Of the Real and Nominal Price of Commodities, or of Their Price in Labour, and Their Price in Money
- Adam Smith begins this chapter by reminding us that people are only rich or poor depending on how much stuff they can afford to buy. In other words, money itself doesn't have any value. It's only valuable insofar as it can buy "labour."
- Maybe we should explain. When you spend five dollars on pop and chips, you're not just paying for the pop and chips. You're paying for all the work a bunch of other people had to do to create those things. In Adam Smith's mind, all value is connected to human work. Therefore, the value of stuff is connected to the trouble someone took to make that stuff.
- But then again, Adam Smith reconsiders. Maybe the value of stuff isn't connected to labor, but to the value of other stuff that we're willing to exchange for.

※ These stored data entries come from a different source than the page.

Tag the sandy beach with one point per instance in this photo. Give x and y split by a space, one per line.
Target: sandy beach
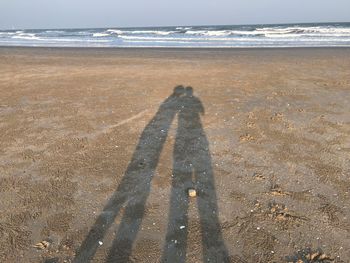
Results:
99 147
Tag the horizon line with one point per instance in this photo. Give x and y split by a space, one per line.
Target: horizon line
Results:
170 26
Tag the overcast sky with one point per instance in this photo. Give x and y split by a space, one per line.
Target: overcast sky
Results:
127 13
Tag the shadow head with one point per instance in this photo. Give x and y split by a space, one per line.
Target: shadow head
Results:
189 91
179 90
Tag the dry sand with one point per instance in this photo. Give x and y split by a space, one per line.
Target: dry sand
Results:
92 158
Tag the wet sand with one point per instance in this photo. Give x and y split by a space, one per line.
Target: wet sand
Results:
97 154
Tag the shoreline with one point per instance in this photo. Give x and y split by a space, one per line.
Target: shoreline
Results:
78 124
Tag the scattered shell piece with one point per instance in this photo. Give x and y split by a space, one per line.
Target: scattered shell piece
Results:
42 245
192 192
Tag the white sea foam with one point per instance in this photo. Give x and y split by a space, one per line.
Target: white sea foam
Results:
235 36
100 34
116 31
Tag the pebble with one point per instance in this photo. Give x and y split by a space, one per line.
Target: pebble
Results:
192 193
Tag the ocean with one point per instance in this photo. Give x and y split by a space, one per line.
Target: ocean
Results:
278 35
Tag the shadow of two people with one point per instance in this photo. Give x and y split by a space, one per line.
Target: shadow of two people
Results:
191 168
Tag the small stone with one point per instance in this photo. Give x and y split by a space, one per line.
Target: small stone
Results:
192 193
42 245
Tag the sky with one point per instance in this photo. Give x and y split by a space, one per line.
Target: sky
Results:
35 14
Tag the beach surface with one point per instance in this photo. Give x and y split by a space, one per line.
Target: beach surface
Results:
97 154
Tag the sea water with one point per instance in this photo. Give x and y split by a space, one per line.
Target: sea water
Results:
278 35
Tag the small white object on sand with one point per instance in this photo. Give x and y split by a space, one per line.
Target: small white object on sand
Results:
192 192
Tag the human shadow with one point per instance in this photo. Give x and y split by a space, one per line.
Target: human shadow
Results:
192 169
132 192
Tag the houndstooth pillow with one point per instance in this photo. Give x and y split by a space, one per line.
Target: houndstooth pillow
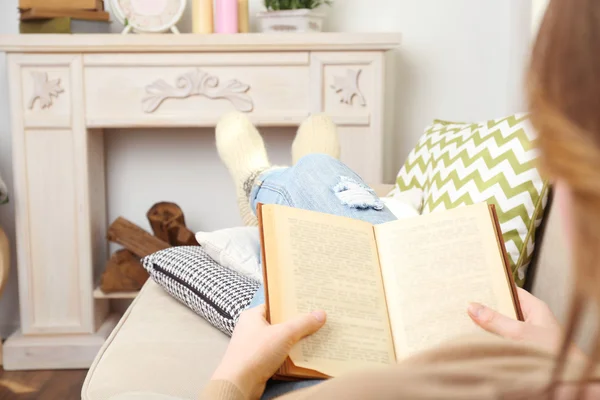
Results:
212 291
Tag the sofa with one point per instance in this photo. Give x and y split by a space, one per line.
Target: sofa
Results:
162 350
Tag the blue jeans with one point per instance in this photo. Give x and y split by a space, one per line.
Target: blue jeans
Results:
319 183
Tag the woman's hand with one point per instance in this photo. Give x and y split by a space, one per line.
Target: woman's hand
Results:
257 349
540 326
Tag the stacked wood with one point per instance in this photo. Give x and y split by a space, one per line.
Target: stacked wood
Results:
124 272
91 10
134 238
168 223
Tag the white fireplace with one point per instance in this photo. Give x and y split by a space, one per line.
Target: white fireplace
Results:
66 90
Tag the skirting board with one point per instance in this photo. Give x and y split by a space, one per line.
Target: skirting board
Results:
55 352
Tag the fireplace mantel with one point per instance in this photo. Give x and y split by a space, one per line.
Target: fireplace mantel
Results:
65 89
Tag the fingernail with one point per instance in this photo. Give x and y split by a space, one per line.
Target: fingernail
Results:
319 316
475 309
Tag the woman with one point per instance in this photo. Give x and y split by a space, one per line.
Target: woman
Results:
521 362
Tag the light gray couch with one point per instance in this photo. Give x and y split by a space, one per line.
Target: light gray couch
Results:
160 348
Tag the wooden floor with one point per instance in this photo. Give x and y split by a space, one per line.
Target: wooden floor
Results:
41 385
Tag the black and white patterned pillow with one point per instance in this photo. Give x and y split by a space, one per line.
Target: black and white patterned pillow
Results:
212 291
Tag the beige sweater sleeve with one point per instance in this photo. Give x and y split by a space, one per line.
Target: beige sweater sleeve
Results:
477 368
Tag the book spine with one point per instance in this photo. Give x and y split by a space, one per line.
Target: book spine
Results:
60 4
227 16
243 16
202 16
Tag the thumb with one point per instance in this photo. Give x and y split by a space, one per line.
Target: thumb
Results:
494 322
304 325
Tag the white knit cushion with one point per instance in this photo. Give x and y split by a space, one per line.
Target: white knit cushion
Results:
235 248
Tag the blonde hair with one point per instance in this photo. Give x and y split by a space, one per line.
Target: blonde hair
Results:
564 97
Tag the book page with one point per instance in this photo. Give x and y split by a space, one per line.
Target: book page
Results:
329 263
435 265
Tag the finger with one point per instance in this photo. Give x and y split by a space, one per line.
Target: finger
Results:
494 322
304 325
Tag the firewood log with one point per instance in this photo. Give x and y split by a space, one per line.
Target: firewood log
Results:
123 273
168 224
134 238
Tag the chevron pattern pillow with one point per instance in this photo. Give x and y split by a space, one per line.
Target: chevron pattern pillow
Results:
458 164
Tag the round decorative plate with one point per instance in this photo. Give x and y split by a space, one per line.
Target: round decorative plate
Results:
150 16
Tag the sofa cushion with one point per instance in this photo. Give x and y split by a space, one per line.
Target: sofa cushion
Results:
235 248
214 292
159 346
494 161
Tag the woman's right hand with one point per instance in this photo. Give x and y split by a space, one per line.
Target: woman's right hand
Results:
540 325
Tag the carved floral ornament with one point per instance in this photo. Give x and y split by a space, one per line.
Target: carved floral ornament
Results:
197 83
347 87
44 90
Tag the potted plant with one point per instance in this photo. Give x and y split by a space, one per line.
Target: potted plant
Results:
292 16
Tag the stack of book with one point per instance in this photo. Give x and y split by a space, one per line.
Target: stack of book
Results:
54 16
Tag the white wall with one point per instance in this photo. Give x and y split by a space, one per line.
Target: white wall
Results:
461 60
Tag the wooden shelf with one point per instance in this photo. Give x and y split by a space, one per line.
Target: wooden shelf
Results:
99 294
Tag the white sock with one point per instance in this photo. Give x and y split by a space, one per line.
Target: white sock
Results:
242 149
317 134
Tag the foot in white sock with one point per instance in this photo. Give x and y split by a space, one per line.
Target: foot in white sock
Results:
317 134
242 149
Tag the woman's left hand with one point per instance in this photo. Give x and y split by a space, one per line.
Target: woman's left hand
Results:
257 349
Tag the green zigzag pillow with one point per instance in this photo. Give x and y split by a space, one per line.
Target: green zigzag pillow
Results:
458 164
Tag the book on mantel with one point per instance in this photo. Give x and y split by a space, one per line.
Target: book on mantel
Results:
389 290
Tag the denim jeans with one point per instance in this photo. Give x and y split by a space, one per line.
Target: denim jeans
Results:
319 183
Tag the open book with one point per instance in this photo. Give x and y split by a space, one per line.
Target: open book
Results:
389 290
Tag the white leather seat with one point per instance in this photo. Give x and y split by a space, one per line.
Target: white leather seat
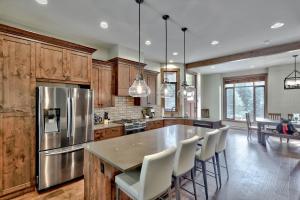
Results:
221 147
152 180
206 153
185 162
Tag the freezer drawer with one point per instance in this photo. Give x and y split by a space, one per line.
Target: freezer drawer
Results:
60 165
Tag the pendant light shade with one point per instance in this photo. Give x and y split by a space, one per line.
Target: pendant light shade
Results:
139 88
292 81
166 89
186 91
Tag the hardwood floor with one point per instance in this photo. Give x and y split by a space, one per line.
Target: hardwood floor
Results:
256 173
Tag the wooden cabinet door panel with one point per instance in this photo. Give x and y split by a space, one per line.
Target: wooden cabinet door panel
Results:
18 151
78 67
17 82
51 62
95 85
123 79
105 84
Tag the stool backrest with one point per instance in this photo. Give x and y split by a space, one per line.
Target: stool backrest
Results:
209 144
156 173
222 140
275 116
185 156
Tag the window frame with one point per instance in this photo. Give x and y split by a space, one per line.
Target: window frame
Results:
177 99
243 79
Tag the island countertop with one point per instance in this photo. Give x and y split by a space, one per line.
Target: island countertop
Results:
127 152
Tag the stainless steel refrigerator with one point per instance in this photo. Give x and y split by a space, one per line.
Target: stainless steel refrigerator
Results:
64 124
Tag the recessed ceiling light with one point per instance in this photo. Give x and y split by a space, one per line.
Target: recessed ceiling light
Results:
267 42
104 25
215 42
42 2
277 25
147 42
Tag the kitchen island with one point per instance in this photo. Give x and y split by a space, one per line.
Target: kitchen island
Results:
105 159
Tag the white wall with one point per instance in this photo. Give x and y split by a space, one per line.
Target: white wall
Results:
280 100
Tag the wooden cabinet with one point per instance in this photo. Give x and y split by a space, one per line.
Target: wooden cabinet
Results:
125 71
51 62
79 67
102 83
151 79
154 124
17 165
59 64
107 133
17 81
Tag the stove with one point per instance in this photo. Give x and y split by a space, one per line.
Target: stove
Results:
132 125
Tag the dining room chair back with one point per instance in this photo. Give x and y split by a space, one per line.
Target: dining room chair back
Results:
274 116
156 174
221 145
185 156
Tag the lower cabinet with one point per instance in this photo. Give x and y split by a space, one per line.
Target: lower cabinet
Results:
17 154
107 133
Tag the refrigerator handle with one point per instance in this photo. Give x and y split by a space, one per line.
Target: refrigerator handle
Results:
72 118
69 117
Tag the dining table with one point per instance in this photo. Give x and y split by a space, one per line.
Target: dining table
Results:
262 123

- At this point, Smith feels like he has to make a distinction between the "real" and "nominal" value of things.
- The nominal value is the amount of money you pay for it. Sometimes gas is cheap and sometimes it's expensive, so its nominal value goes up and down. But the "real" value of something is the amount of necessary things (like food and shelter) that you can get for it.
- Smith calls this "real" value because it's connected to the real needs of human life, while money value can change with taste and fashion over time.
- For proof of this, just check out how much people were willing to pay for CDs in 2000… vs. today.